By Frank Rose, W.W. Norton & Company, $26.95, 386 pages
It used to be that a company made a product and we ate it because they told us to. It used to be that a network produced a TV show and we watched on their schedule. It used to be that we had to buy the whole album, that youth was “alienated,” and an audience watched. Not anymore: the Internet has changed everything. Buying and selling, author and consumer, movie or game, advertising or entertainment, original or remix — it’s all up in the air. Alienation has become overconnectedness, and the concept of a passive audience obsolete. Consumers no longer just consume, they participate. Readers don’t so much “read” as “navigate,” and websurfing is just another form of foraging.

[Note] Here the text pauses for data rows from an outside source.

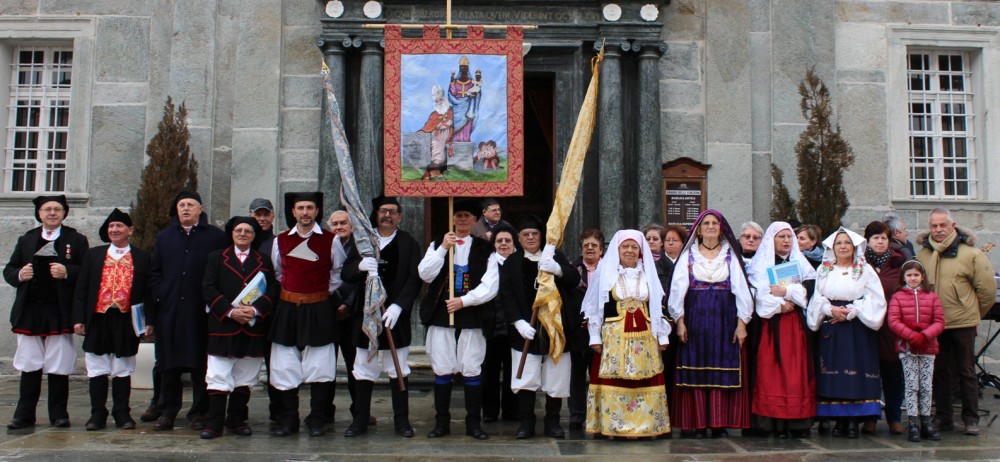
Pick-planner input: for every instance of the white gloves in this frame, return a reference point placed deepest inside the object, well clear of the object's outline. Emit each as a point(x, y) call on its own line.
point(525, 329)
point(368, 264)
point(547, 261)
point(391, 315)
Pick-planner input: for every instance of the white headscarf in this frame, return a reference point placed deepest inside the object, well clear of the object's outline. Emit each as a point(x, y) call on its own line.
point(764, 258)
point(606, 275)
point(830, 258)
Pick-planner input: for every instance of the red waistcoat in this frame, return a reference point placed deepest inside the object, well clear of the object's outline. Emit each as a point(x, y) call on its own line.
point(304, 276)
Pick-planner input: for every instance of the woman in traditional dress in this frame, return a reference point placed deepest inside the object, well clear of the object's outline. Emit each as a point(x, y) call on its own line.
point(623, 307)
point(711, 303)
point(887, 262)
point(784, 397)
point(847, 310)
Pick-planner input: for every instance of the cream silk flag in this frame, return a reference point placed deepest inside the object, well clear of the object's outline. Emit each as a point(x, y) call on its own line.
point(547, 299)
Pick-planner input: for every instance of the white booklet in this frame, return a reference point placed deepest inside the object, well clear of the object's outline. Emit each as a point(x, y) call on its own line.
point(138, 319)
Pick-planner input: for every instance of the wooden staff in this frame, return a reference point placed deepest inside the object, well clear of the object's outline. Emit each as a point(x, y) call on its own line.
point(392, 351)
point(451, 259)
point(527, 344)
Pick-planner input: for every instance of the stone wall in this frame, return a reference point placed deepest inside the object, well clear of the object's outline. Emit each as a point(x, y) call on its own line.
point(247, 70)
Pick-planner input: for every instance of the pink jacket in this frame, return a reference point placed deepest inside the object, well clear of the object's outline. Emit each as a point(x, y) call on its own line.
point(916, 311)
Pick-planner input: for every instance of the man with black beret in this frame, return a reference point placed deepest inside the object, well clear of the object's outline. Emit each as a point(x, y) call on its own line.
point(43, 268)
point(397, 268)
point(179, 319)
point(237, 332)
point(517, 295)
point(112, 283)
point(458, 348)
point(303, 332)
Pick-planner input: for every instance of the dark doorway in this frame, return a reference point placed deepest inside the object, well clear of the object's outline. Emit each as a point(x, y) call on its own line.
point(539, 161)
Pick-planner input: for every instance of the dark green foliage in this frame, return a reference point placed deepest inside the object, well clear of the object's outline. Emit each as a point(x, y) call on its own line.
point(823, 156)
point(170, 170)
point(782, 204)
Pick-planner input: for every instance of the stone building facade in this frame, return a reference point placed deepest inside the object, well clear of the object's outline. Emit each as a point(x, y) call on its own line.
point(709, 80)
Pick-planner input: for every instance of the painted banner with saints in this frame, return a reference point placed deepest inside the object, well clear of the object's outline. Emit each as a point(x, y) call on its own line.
point(454, 121)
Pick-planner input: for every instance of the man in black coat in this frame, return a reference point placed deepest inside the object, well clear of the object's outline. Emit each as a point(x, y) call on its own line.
point(237, 333)
point(180, 320)
point(347, 318)
point(517, 295)
point(112, 283)
point(397, 268)
point(455, 341)
point(43, 268)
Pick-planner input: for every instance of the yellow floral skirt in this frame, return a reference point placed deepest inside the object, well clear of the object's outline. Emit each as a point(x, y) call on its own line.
point(627, 397)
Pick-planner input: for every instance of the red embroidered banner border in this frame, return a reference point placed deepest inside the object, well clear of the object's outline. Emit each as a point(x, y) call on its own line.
point(431, 43)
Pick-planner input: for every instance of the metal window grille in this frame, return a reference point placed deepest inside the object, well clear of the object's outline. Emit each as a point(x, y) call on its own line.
point(38, 124)
point(942, 157)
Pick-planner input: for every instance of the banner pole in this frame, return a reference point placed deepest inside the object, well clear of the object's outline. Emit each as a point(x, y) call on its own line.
point(451, 258)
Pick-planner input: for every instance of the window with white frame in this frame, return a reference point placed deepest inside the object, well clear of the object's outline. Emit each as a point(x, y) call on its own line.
point(38, 120)
point(942, 157)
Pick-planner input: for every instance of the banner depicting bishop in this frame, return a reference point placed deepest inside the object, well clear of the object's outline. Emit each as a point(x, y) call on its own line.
point(453, 114)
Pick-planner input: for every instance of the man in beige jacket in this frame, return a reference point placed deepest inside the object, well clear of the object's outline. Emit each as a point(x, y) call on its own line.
point(962, 277)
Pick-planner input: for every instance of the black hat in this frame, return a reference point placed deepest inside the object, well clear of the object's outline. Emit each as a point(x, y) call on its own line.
point(378, 202)
point(239, 219)
point(41, 200)
point(291, 198)
point(501, 227)
point(181, 196)
point(116, 215)
point(261, 203)
point(468, 205)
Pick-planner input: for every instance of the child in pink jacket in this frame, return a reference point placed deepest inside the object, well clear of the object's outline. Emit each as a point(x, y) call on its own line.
point(916, 317)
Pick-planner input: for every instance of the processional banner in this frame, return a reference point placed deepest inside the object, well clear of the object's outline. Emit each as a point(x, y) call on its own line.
point(454, 122)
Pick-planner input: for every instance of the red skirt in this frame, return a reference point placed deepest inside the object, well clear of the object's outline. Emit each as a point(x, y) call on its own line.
point(785, 390)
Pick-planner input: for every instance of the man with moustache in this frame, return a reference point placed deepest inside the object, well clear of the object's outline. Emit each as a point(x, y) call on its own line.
point(180, 321)
point(397, 267)
point(113, 281)
point(455, 341)
point(263, 211)
point(517, 295)
point(343, 245)
point(43, 269)
point(302, 330)
point(962, 277)
point(483, 228)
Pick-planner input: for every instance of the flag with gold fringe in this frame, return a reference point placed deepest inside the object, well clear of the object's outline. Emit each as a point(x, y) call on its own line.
point(547, 299)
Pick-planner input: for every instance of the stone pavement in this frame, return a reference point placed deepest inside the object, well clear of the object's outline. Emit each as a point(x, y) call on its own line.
point(47, 443)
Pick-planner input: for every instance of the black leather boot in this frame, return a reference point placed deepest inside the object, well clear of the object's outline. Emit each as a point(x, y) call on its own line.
point(442, 405)
point(98, 403)
point(526, 412)
point(552, 427)
point(401, 408)
point(319, 401)
point(31, 391)
point(121, 392)
point(473, 409)
point(58, 400)
point(362, 408)
point(288, 419)
point(913, 432)
point(216, 414)
point(927, 430)
point(238, 412)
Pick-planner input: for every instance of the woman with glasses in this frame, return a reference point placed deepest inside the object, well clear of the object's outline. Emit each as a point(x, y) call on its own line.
point(847, 310)
point(784, 392)
point(750, 236)
point(627, 331)
point(710, 302)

Frank Rose, a contributing editor at Wired magazine, tells the stories of Web creators and creations, from Ted Nelson (hyperlink) to Evan Williams (Twitter). At the same time, there is the story of how the Web escaped corporate control to become a world made by users. Mixed in are university studies of social intelligence, the serial novels of Dickens, Borges’ Forking Paths, Philip K. Dick, The Dark Knight, Spinoza, and Doctor Who. It’s a wild ride, and although Rose doesn’t prognosticate on the effects of virtual reality blur, the stories are so entertaining and unpredictable that readers / navigators / foragers of The Art of Immersion: How the Digital Generation is Remaking Hollywood, Madison Avenue and the Way We Tell Stories can’t help but feel like participants in the greatest story-telling adventure ever.